Il suo silenzio era più forte delle parole.

Le lacrime di un padre… tagliano più a fondo di quelle di una madre. Perché i padri non le mostrano mai. La società li ha incatenati con quella regola assurda—“gli uomini non piangono.” Che sciocchezza! Volevo prendere a pugni chiunque avesse fatto quella regola. Gli uomini sentono. I padri soffrono. Perché non dovrebbero piangere?

Ho deglutito a fatica e mi sono avvicinata a Papà. Lentamente, l'ho abbracciato. All'inizio, le sue braccia sono rimaste rigide, ma poi, due mani tremanti si sono posate sulla mia schiena.

Dopo quella che sembrava un'eternità, ha sussurrato, “Abbi cura di te.”

Quelle quattro parole mi hanno spezzata. Sapevo quanta forza gli ci era voluta per dirle senza crollare.


Dopo le loro benedizioni, mi sono costretta a camminare via, anche se le mie gambe sembravano pesanti come pietre.

Mi sono girata una volta—Maa che teneva stretto il braccio di Papà, i suoi occhi gonfi, il suo viso pallido ma ancora forte. Non hanno salutato; sono rimasti lì, immobili, come se temessero che salutare mi avrebbe fatta sparire.

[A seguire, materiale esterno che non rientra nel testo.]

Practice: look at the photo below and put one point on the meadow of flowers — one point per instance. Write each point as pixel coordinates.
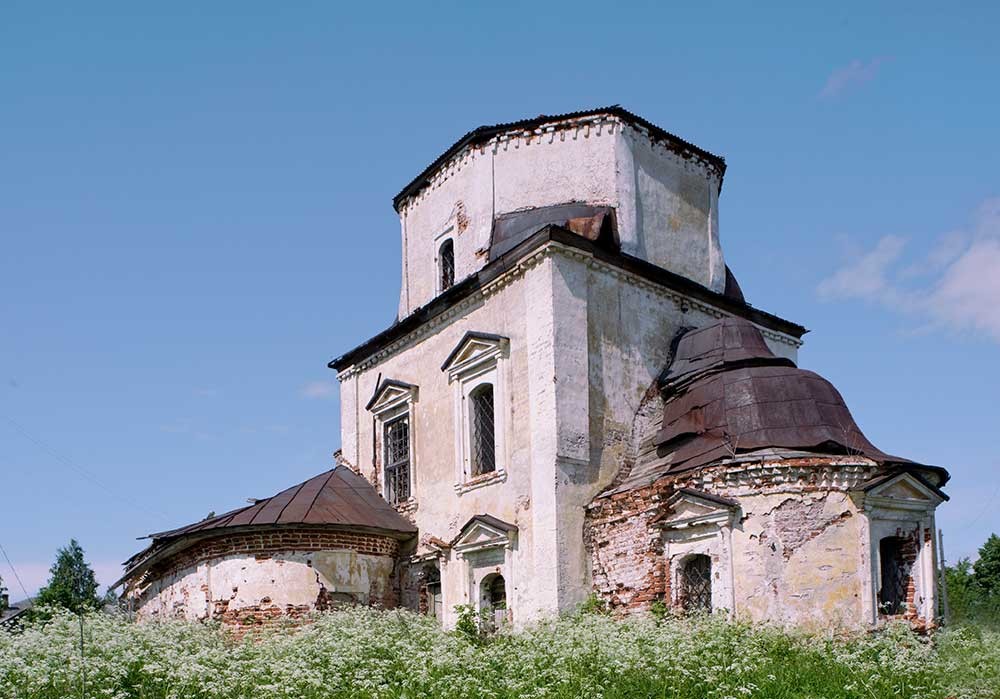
(367, 653)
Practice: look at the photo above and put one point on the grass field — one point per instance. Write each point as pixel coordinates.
(367, 653)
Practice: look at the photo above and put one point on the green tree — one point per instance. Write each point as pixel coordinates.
(986, 571)
(72, 584)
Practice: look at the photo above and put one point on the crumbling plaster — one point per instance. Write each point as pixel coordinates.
(288, 582)
(801, 547)
(585, 343)
(667, 205)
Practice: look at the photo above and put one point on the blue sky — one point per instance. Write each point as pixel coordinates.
(195, 216)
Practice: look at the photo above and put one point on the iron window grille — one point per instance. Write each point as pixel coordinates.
(484, 453)
(446, 264)
(696, 584)
(397, 460)
(895, 576)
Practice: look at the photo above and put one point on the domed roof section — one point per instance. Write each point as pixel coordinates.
(337, 498)
(726, 393)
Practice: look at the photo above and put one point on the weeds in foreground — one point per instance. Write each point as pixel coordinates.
(393, 654)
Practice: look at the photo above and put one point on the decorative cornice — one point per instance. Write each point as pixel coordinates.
(541, 129)
(517, 271)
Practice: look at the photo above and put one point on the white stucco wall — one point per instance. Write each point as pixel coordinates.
(667, 206)
(586, 341)
(228, 584)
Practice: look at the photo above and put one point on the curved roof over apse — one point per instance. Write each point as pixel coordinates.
(338, 497)
(726, 394)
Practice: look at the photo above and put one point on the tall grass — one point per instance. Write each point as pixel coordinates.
(367, 653)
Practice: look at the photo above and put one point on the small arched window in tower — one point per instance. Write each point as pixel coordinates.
(432, 591)
(446, 265)
(493, 601)
(895, 569)
(484, 452)
(695, 594)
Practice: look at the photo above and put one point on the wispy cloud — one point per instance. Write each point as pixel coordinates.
(185, 427)
(317, 389)
(35, 574)
(954, 286)
(855, 73)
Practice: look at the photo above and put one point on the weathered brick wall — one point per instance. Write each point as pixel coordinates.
(255, 578)
(261, 544)
(627, 553)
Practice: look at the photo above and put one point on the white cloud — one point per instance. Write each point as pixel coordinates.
(317, 389)
(955, 286)
(857, 72)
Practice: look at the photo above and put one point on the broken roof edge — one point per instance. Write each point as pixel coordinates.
(890, 468)
(166, 548)
(484, 133)
(558, 234)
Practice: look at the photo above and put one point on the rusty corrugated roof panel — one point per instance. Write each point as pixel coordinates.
(336, 497)
(726, 394)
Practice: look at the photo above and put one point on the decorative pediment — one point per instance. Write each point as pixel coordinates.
(903, 490)
(473, 349)
(688, 507)
(484, 532)
(391, 394)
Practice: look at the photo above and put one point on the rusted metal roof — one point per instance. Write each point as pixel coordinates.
(474, 283)
(337, 498)
(726, 394)
(483, 134)
(590, 222)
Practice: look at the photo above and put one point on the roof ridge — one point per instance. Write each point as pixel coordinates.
(298, 489)
(320, 490)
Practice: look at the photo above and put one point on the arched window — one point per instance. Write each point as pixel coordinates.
(432, 591)
(695, 579)
(484, 452)
(493, 601)
(895, 571)
(446, 265)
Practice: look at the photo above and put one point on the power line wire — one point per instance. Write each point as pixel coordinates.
(16, 576)
(79, 469)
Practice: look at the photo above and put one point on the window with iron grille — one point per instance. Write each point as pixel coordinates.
(484, 453)
(895, 575)
(446, 265)
(696, 584)
(397, 460)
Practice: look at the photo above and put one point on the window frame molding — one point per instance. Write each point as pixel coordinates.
(901, 504)
(439, 240)
(392, 400)
(479, 358)
(694, 522)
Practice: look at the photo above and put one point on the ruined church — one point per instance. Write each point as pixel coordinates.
(575, 400)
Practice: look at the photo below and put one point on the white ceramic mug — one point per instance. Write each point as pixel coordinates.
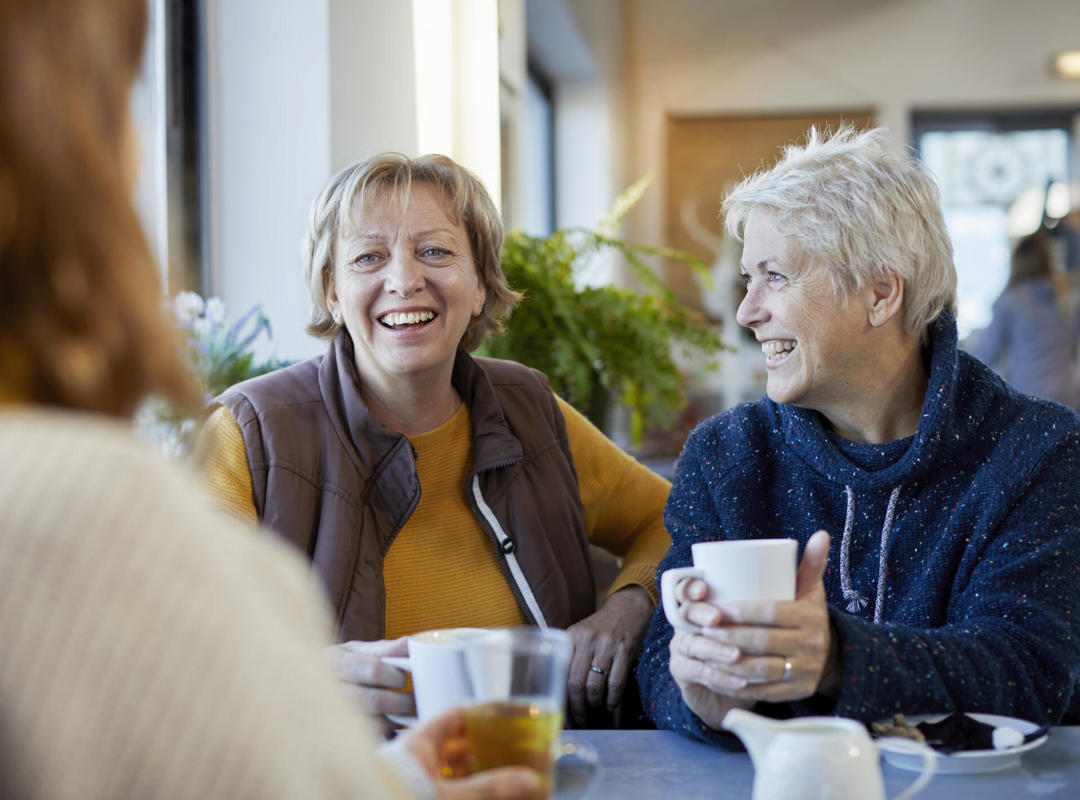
(743, 569)
(434, 660)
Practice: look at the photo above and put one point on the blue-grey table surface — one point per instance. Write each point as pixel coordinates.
(647, 764)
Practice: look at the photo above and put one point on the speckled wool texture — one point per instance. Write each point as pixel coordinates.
(981, 599)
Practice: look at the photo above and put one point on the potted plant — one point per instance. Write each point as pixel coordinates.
(218, 355)
(598, 343)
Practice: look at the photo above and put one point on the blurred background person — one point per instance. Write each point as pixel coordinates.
(151, 646)
(432, 489)
(1031, 339)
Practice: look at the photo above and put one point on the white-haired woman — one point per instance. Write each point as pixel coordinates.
(952, 584)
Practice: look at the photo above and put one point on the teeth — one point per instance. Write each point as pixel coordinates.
(408, 319)
(774, 348)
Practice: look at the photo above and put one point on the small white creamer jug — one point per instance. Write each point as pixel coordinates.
(818, 758)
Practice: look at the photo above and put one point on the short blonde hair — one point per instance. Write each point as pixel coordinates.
(862, 212)
(387, 178)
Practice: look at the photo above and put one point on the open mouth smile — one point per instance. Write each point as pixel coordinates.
(406, 320)
(778, 350)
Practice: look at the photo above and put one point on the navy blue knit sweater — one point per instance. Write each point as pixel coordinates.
(974, 575)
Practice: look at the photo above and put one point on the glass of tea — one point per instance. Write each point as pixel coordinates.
(516, 687)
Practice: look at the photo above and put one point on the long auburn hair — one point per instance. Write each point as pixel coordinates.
(81, 311)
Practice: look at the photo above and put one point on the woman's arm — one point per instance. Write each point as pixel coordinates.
(221, 458)
(623, 505)
(1011, 639)
(623, 502)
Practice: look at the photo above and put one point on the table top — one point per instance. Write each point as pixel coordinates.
(650, 764)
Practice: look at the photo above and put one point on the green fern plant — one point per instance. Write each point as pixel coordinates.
(598, 343)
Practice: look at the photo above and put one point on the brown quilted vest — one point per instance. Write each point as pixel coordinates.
(339, 486)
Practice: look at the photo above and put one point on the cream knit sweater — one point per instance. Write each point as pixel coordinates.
(150, 646)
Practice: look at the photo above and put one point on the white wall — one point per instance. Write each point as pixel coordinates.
(297, 89)
(269, 152)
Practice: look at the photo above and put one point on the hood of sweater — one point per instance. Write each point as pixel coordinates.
(876, 466)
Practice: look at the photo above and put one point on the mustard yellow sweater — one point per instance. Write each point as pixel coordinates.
(441, 548)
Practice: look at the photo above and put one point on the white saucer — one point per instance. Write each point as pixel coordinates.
(964, 762)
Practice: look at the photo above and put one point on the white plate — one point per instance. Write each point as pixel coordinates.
(964, 762)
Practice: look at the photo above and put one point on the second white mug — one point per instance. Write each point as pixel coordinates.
(434, 660)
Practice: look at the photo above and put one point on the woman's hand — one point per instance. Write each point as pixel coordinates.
(608, 640)
(374, 685)
(753, 651)
(441, 748)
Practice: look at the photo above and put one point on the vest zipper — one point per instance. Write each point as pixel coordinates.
(508, 563)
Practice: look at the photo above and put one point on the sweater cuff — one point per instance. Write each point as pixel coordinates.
(409, 771)
(637, 574)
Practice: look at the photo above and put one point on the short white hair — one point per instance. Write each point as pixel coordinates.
(863, 212)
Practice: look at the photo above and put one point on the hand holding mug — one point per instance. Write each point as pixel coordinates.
(754, 650)
(375, 685)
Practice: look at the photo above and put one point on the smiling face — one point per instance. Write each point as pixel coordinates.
(815, 346)
(405, 286)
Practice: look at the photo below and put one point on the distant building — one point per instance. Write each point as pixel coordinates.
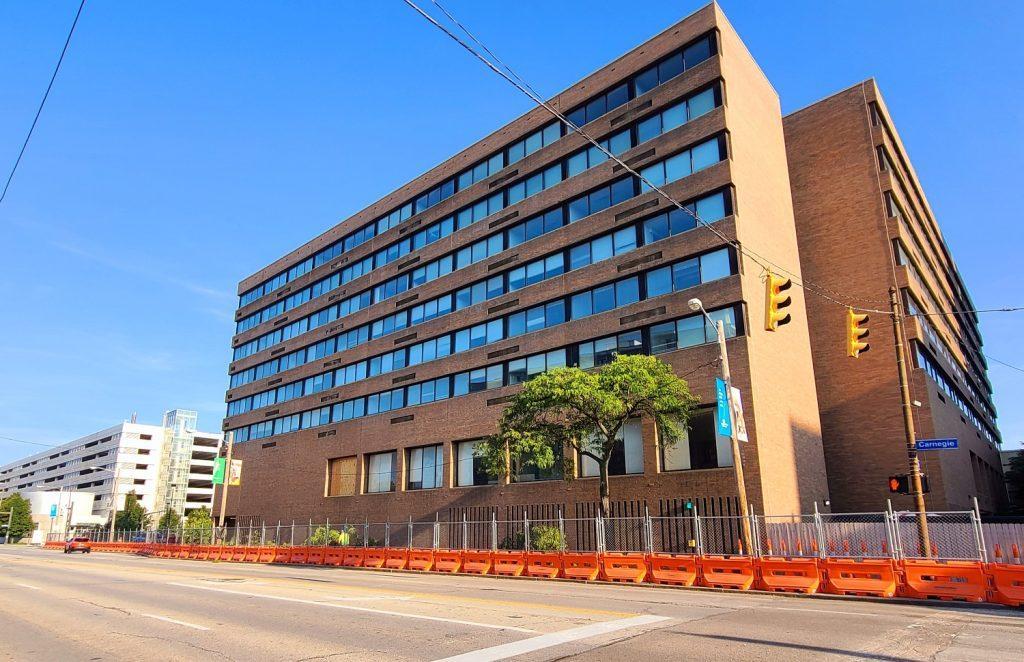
(1015, 496)
(169, 466)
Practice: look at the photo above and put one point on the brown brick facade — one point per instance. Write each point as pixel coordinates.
(847, 229)
(286, 476)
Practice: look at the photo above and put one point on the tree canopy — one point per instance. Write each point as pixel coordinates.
(170, 520)
(20, 523)
(585, 411)
(132, 516)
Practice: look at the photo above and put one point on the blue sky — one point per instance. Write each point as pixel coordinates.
(186, 145)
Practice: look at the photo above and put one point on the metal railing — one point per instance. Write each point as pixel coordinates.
(952, 536)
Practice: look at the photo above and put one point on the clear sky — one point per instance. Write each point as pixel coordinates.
(186, 145)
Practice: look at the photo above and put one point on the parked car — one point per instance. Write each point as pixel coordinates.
(78, 543)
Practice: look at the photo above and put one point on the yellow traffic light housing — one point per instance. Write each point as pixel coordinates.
(855, 332)
(775, 300)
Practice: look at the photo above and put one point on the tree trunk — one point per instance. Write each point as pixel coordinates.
(603, 482)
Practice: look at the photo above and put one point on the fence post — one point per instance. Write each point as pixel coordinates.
(648, 533)
(979, 533)
(892, 524)
(561, 530)
(820, 531)
(696, 530)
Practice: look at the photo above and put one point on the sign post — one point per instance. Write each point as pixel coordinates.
(936, 444)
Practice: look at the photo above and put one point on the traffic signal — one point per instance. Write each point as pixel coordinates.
(856, 329)
(775, 299)
(900, 484)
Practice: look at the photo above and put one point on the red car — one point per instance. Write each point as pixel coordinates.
(79, 543)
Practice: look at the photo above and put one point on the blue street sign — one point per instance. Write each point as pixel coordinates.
(936, 444)
(724, 418)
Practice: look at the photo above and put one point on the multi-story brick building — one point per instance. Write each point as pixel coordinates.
(864, 225)
(368, 361)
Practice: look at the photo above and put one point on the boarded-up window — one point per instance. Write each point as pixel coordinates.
(341, 477)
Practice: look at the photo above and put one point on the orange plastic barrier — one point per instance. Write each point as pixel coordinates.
(628, 568)
(727, 572)
(581, 566)
(448, 561)
(477, 563)
(788, 575)
(509, 564)
(961, 580)
(374, 557)
(422, 560)
(315, 555)
(334, 555)
(352, 556)
(395, 559)
(860, 577)
(678, 570)
(540, 564)
(1006, 584)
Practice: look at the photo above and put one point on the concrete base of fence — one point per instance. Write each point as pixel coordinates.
(872, 578)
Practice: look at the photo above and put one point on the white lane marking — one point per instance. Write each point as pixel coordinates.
(827, 611)
(175, 621)
(555, 638)
(356, 609)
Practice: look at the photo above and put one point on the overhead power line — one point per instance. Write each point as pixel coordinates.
(46, 95)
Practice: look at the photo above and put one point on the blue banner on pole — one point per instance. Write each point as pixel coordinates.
(724, 417)
(936, 444)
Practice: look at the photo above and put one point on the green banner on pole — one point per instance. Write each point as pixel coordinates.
(218, 470)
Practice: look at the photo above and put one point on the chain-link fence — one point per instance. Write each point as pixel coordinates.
(862, 535)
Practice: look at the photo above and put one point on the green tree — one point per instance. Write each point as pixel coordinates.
(133, 515)
(1015, 481)
(199, 526)
(170, 520)
(20, 523)
(570, 409)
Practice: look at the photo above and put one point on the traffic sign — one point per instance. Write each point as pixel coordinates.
(936, 444)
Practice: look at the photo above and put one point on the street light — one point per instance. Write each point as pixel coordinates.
(114, 495)
(737, 461)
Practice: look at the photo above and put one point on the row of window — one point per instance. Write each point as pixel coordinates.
(655, 339)
(663, 225)
(699, 448)
(576, 209)
(664, 71)
(673, 278)
(935, 372)
(682, 112)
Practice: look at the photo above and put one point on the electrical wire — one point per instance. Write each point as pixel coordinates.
(46, 95)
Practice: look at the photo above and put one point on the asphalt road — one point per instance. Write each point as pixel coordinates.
(118, 607)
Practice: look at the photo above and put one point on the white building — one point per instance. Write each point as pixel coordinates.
(169, 466)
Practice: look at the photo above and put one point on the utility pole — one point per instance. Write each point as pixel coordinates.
(911, 447)
(227, 478)
(114, 496)
(737, 461)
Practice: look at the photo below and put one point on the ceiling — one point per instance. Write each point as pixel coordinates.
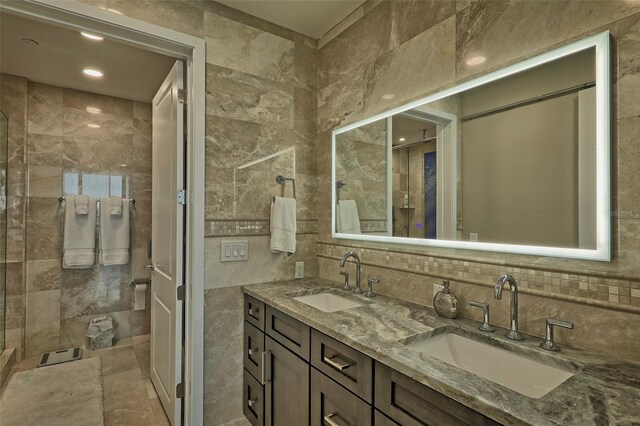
(310, 17)
(62, 53)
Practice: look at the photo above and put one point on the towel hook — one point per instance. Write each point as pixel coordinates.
(280, 180)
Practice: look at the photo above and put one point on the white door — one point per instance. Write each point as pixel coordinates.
(167, 250)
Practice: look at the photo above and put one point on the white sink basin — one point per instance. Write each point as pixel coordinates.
(523, 375)
(328, 302)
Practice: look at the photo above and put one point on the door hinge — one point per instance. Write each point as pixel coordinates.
(180, 390)
(182, 96)
(182, 197)
(180, 292)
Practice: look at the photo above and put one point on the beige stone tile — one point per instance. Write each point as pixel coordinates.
(43, 236)
(77, 99)
(43, 275)
(44, 181)
(412, 17)
(233, 94)
(125, 400)
(395, 73)
(45, 119)
(240, 47)
(44, 93)
(42, 321)
(185, 16)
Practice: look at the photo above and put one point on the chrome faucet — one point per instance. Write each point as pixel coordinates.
(513, 334)
(356, 259)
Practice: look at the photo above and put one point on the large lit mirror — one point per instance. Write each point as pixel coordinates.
(514, 161)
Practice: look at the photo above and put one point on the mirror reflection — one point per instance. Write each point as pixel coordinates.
(512, 161)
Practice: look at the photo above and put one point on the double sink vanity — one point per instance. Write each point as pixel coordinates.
(317, 354)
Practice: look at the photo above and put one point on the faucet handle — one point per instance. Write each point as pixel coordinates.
(548, 344)
(371, 282)
(346, 280)
(485, 316)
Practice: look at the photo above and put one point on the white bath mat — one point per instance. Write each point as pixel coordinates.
(60, 395)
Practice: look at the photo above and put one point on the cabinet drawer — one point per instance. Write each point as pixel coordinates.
(345, 365)
(254, 311)
(253, 351)
(411, 403)
(289, 332)
(382, 420)
(333, 405)
(253, 400)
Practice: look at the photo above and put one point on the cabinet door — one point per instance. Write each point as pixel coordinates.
(253, 400)
(411, 403)
(333, 405)
(286, 386)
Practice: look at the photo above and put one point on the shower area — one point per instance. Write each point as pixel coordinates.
(4, 142)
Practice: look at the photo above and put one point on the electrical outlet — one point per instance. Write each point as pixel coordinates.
(299, 270)
(437, 288)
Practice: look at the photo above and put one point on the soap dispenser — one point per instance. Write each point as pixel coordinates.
(445, 303)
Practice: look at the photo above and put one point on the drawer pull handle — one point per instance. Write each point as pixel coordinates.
(334, 362)
(266, 369)
(329, 420)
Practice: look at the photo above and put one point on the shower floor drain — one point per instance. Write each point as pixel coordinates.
(59, 357)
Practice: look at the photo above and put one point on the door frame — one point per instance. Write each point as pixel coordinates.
(192, 51)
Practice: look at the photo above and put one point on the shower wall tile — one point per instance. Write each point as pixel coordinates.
(43, 275)
(42, 321)
(44, 150)
(233, 94)
(44, 181)
(233, 45)
(185, 16)
(44, 236)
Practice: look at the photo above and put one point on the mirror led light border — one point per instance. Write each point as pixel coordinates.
(602, 252)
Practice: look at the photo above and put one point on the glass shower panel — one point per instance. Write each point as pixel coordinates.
(4, 142)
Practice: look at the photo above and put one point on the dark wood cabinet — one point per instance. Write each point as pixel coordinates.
(411, 403)
(345, 365)
(333, 405)
(289, 332)
(296, 376)
(286, 386)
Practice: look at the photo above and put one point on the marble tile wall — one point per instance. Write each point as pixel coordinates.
(60, 302)
(13, 101)
(393, 50)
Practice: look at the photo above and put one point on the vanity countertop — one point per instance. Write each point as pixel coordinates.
(603, 390)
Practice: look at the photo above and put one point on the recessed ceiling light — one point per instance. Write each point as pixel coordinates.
(91, 72)
(92, 36)
(476, 60)
(30, 41)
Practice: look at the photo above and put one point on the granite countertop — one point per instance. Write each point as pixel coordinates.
(602, 391)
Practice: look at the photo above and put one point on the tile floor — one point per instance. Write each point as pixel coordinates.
(129, 396)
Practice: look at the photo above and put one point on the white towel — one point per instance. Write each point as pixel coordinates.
(283, 225)
(114, 234)
(115, 205)
(348, 220)
(81, 204)
(79, 235)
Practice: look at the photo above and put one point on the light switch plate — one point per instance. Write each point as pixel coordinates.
(234, 251)
(437, 288)
(299, 270)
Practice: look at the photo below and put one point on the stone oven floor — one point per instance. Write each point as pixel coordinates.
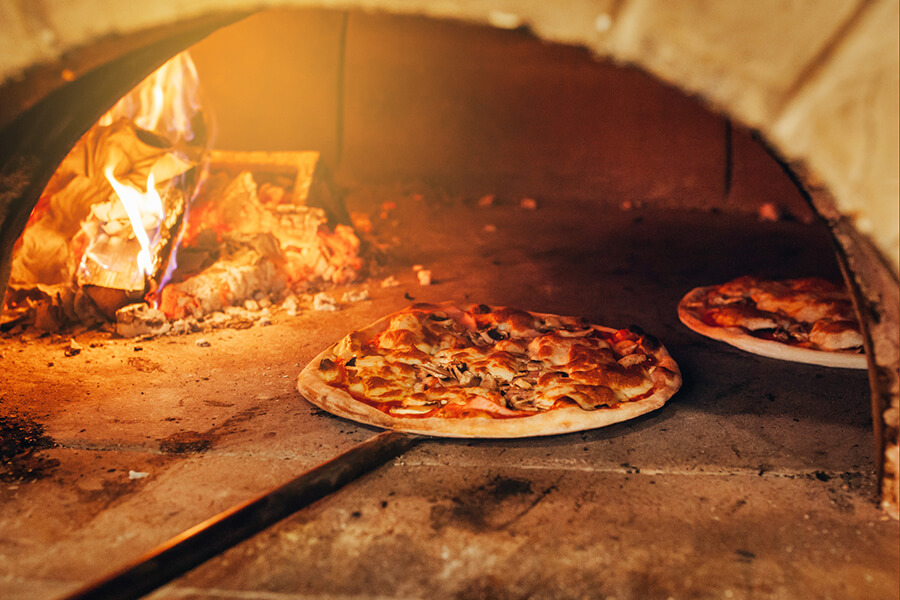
(755, 481)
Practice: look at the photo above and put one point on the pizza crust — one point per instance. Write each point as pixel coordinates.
(739, 338)
(551, 422)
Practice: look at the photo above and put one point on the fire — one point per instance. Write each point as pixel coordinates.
(171, 231)
(140, 206)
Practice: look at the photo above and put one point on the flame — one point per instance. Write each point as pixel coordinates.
(164, 102)
(138, 205)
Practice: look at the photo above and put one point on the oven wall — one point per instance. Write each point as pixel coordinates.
(476, 110)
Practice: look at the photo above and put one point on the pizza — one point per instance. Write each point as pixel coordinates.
(494, 372)
(807, 320)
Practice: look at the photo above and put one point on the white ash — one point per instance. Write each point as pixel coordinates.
(74, 348)
(324, 302)
(355, 295)
(183, 326)
(291, 304)
(135, 320)
(231, 282)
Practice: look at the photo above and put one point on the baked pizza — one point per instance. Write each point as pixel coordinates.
(808, 320)
(490, 372)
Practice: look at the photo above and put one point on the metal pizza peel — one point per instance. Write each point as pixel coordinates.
(191, 548)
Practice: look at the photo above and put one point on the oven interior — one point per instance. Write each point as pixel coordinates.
(518, 173)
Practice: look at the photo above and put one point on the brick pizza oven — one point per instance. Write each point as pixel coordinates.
(589, 157)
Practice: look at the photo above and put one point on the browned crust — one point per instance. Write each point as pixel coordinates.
(692, 318)
(552, 422)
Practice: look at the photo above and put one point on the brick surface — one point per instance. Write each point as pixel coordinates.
(501, 113)
(846, 125)
(744, 56)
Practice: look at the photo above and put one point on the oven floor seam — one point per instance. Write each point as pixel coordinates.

Volevo correre indietro, abbracciarli e non lasciarli mai più. Ma non l'ho fatto.

Invece, ho stretto la presa sui miei bagagli e ho camminato avanti.

Check-in. Sicurezza. Carta d'imbarco. Ogni passo sembrava meccanico, come se mi muovessi in un sogno.

Finalmente, mi sono seduta al mio posto sull'aereo. Il mondo fuori dal piccolo finestrino ovale sembrava sfocato mentre le lacrime si accumulavano di nuovo nei miei occhi.

“Ecco, Naina,” ho sussurrato a me stessa. “Il tuo nuovo inizio.”

La stanchezza mi ha colpito come un'onda. Quando i motori hanno ruggito, ho chiuso gli occhi—e il sonno mi ha preso tra le sue braccia.

Ma anche nei miei sogni, potevo ancora vedere le lacrime di Maa e sentire le mani tremanti di Papà sulla mia schiena.